In fact, the older I get I get the more I realize that quirk is my favorite type of humor. Writers who are comfortable enough with themselves just to let their wack-a-doodle all hang out, if you know what I mean; Authors who take something from pop culture, or childhood, or the ranks of social earnestness, and just turn it on its head. The best writers are those who can do this while not just getting caught up in their own witty irony, but rather be both quirky and emotionally true/vulnerable at the same time. I think this dual quality - quirkiness and heart - is part of what makes Going Bovine such a wonderful book.

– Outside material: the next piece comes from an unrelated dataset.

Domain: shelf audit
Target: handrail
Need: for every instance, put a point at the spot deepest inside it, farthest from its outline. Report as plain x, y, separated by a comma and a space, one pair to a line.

Kristin Clark Venuti, whom I had the pleasure of interviewing recently, is similarly Quirky. The protagonists of her "Bellweather" novels not only live in a place called The Lighthouse on the Hill in a town called Eel Smack By the Bay, but do things like save viscious endangered animals and commit activism for the Oppressed (whether the Oppressed like it or not.) Oh, yea, and she Capitalizes Important Things. A Lot. Just her sheer degree of Capitalization makes her books Pretty Darn Quirky. And Pretty Darn Hilarious besides.
So I've been working on a really, really quirky series of picture and chapter books lately. Stuff that's so out there it makes me wonder if anyone but my equally quirky friends will 'get it.' But I guess that's the beauty of taking such a risk - by laying out there the things we think are really funny, we actually make ourselves more vulnerable than if we, say, write some melodramatic scene of woe. Real humor, real quirkiness, requires equal parts soul-bearing - cultural, personal, geographic, class, gender, age-related, you name it. Show me what you think is funny, and I'll be able to learn a heck of a lot about you.
So I think garden gnomes are funny. And Barbie. And Pez dispensers (do they even make those any more?).
What do you think is funny? What pushes your wack-a-doodle quirky button?